On Nov. 19, members of the Greater Cincinnati music community put on their finest duds and gathered at Memorial Hall in Over-the-Rhine to celebrate 20 years of the Cincinnati Entertainment Awards, as well as (and most importantly) some of the best local music acts of 2016 and 2017. (Accomplishments from 2016 were factored into the nominating process due to the CEAs taking a year off.)
It was a great night full of love for not only Cincinnati’s abundantly talented musicians, but also those who support them. Northern Kentucky’s beloved radio outlet WNKU — a dedicated and longtime supporter of local music, helping to promote it throughout the region (and world, via its website) — was surprised with a special “Best Cincinnati Ambassador” CEA, after ceasing operations earlier this year due to Northern Kentucky University selling it off.

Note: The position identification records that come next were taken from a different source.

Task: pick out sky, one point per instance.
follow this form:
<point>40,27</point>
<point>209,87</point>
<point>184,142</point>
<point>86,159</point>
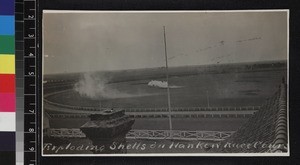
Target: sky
<point>98,41</point>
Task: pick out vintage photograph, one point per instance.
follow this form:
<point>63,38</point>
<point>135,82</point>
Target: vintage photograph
<point>165,83</point>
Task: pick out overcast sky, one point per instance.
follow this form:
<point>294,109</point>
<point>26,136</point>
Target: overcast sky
<point>79,42</point>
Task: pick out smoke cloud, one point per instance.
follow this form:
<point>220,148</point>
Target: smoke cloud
<point>96,86</point>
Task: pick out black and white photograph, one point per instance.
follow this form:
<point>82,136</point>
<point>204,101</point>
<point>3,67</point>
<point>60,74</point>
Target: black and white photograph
<point>165,83</point>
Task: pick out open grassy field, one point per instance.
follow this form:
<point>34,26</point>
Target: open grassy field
<point>222,89</point>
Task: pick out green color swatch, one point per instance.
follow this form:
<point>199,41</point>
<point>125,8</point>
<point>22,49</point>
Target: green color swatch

There were numerous excellent performances by CEA nominees and other area artists throughout the show. After nominees and fans packed into the venue via the red carpet (where The Fairmount Girls were once again on hand to size up revelers for the always fun Fashion Trashies, with awards given out later at the after-party), one of the most creatively consistent and consistently great local bands, The Hiders, kicked off the CEAs with a three-song set that beautifully showcased their well-crafted and soulful sound. The band likely picked up a lot of new fans, as did the performers who followed, including AltRock band Sylmar, who backed singer/MC Audley for a dynamic, genre-crossing set, and transcendent, harmony-rich Indie Folk greats Young Heirlooms.
New Artist of the Year nominees Carriers opened its mesmerizing, textural set with a haunting tribute to Tom Petty. The band’s performance also gave a nod to a couple of bands with Cincinnati roots that have gone on to huge international acclaim. Sitting in with the group as a special-guest rhythm section were The National drummer Bryan Devendorf and Afghan Whigs bassist John Curley, whose bands released two of the best albums of 2017 (Sleep Well Beast and In Spades, respectively).

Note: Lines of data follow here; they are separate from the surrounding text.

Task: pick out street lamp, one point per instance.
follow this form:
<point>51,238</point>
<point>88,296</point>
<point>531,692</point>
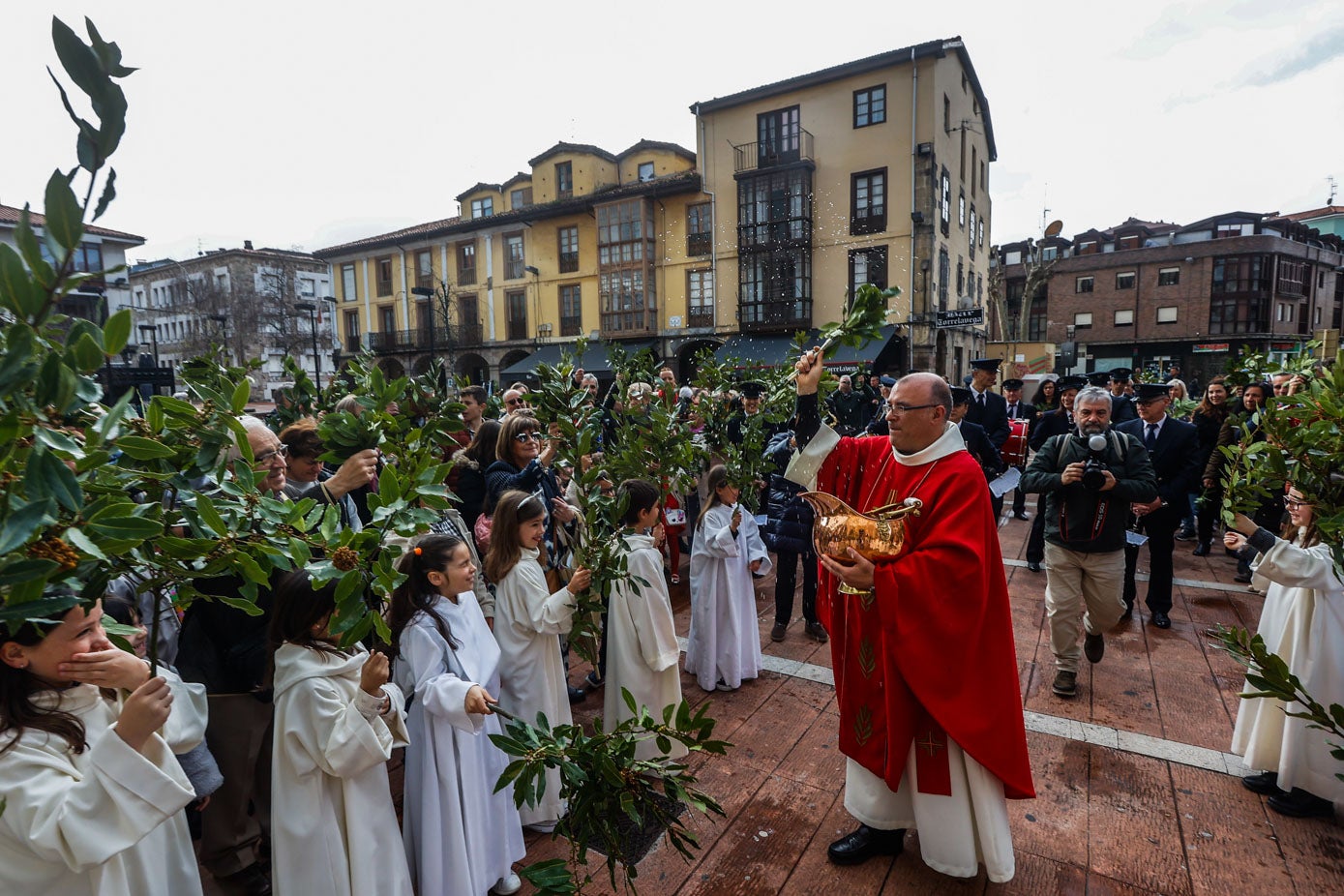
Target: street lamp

Judging from the jaw-dropped response of the audience, Neo Soul powerhouse Lauren Eylise was the big revelatory moment of the night (she’s definitely one of the top artists to keep an eye on in the Midwest), while Synth Pop group Moonbeau brought its joyous dance party to the seated audience (as singer Claire Muenchen recommended, most everyone made the best of it and danced along in their chairs). Decked out in a sweet patterned suit that looked like an explosion at an ’80s music-video graphic design office, singer/guitarist Christian Gough accepted both Moonbeau’s CEA in the Electronic category and the Indie/Alternative award for his other band, The Yugos, while setting up to perform. Gough’s brother and Yugos bandmate Jordin gave the night’s most wonderfully weird acceptance speech, which appeared to be a somewhat lengthy magazine quote about the X-Files reboot.
Along with Dawg Yawp accepting both Artist of the Year (via video, since they’re on tour) and Album of the Year (via the duo’s mothers) CEAs, the night ended with WNKU’s Aaron Sharpe and Liz Felix accepting the Best Cincinnati Ambassador award and being serenaded with a rocked-up version of Leonard Cohen’s “Hallelujah” by This Pine Box, one of many area groups that benefited from the exposure WNKU provided. A band of young students from the School of Rock outpost in Mason, Ohio showed that the future of local music is in good hands, closing out the 2017 CEAs with great versions of the Talking Heads’ classics “This Must Be the Place” and “Burning Down the House.”